A Merry War
(1997, directed by Robert Bierman,
A-pix Entertainment)

Gordon Comstock is a promising Depression-era poet who won't be happy until he's downright miserable.

To that end, Comstock (Richard E. Grant) quits his lucrative but spiritually unrewarding job as an ad-agency copywriter -- much to the dismay of his fiance/coworker, Rosemary (Helena Bonham Carter), and best friend Ravelston (Julian Wadham) -- to work for a few shillings a week in a poverty-row bookstore in a neighborhood so down and out that Charles Dickens wouldn't have written about it.

What results is A Merry War between Comstock and his more well adjusted family and friends, most of whom he owes, in Depression terms, a good bit of money.

A Merry War is based on George Orwell's novel Keep the Aspidistra Flying, but it has little in common with Orwell's better-known works, 1984 and Animal Farm.

There's political satire, to be sure: Ravelston, whom Comstock addresses as "Comrade Ravelston," is a wealthy socialist who devotes his life to improving conditions for the working class, provided he doesn't have to see the conditions of the working class. There's no shortage of social satire either: Comstock's stock in trade is designing catch phrases that sell laxatives.

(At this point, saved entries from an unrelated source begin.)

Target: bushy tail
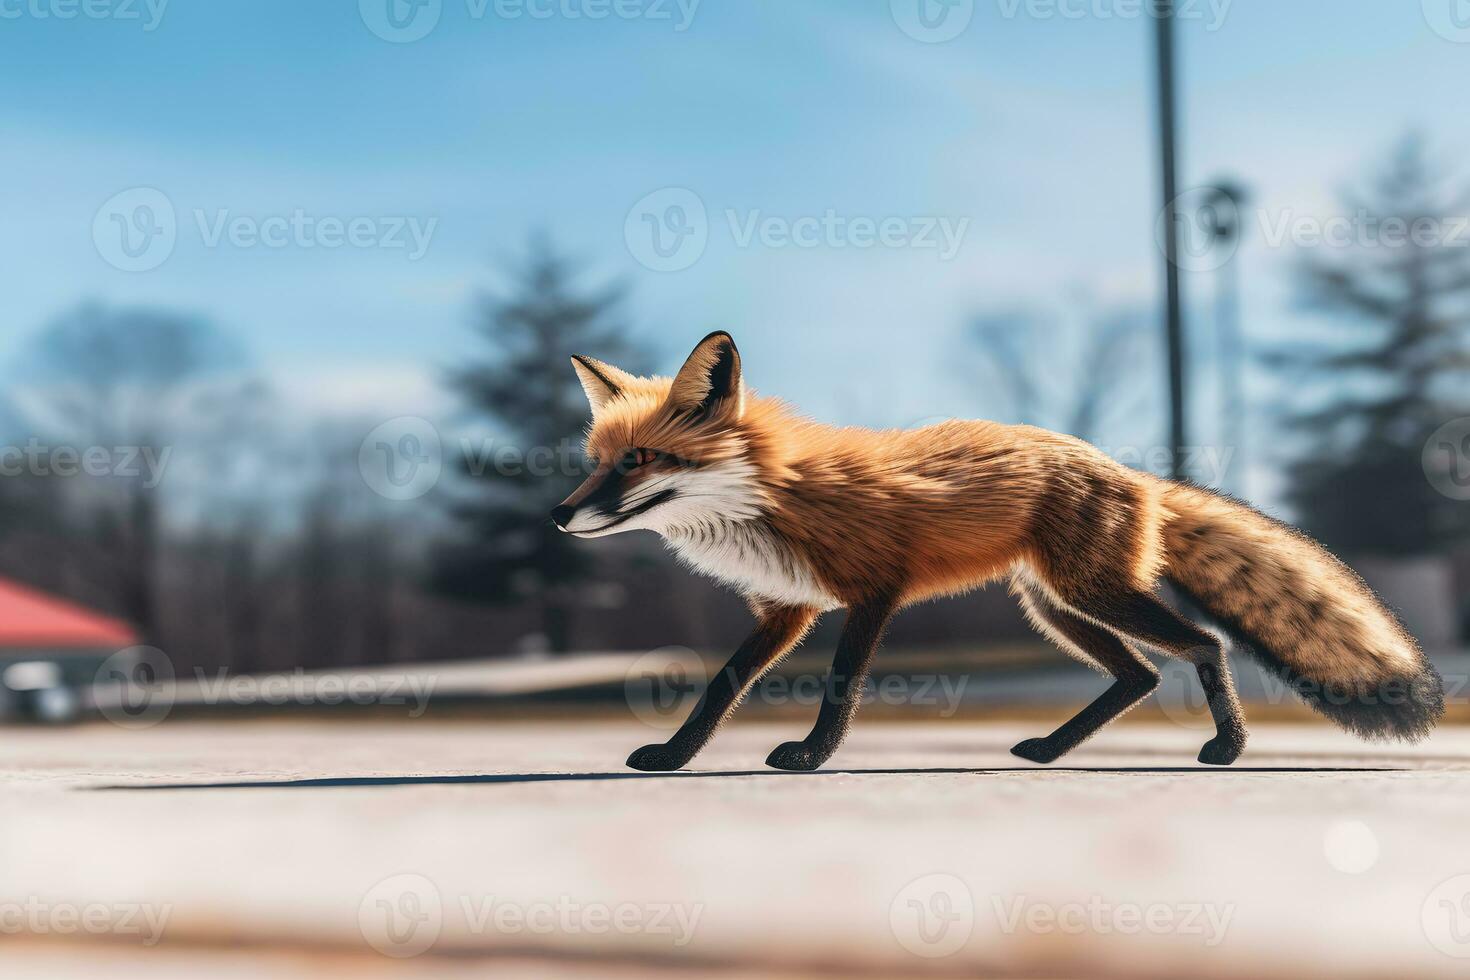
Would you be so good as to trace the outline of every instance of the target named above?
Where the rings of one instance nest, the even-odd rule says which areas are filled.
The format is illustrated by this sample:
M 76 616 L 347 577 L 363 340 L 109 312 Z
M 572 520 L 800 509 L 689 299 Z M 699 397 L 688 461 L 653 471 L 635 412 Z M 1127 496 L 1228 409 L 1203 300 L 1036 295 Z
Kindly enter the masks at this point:
M 1305 534 L 1184 484 L 1164 493 L 1164 574 L 1312 708 L 1369 739 L 1418 741 L 1444 685 L 1352 569 Z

But he prefers to spend his time and creative juices reworking famous phrases from English poetry: "The paths of glory lead but to the engravers," he intones in one early sequence.

Orwell even offers a few digs at his fellow writers, as Comstock struggles through one bad line after another in his vain attempts to write an epic poem about a London that seems to have little going for it besides poplar trees.

A Merry War is a beautifully photographed film that makes the most of its London locales and takes in a bit of the surrounding countryside. And if your game is playing "Catch the Poet," this film will keep you busy for hours.

But ultimately it becomes a difficult watch because it's built on one particularly grating personality. Comstock goes from being whiny and self-centered to being preachy and self-centered, but he never becomes sympathetic. That role is left to Rosemary, who plays it extremely well, thus further frustrating the audience by devoting her considerable life and love to an unsympathetic character.

Even the mighty aspidistra eventually lets us down. Orwell wants the leafy house plant to be a symbol of middle-class respectability, but when Comstock becomes preachy about the plant, too, it becomes simply one more irksome element, no more worthy of our concern than Comstock or the fate of 20th-century poetry.

To be sure, there's more wit than you'll find in a whole season full of summer movies, but ultimately the wit becomes self-serving and unsatisfying.

Only a few of Orwell's dozens of novels, stories and articles have ever reached the screen. A Merry War is not likely to cause a stampede in that direction. Some critics found it charming. I was kind of sorry I found it at all.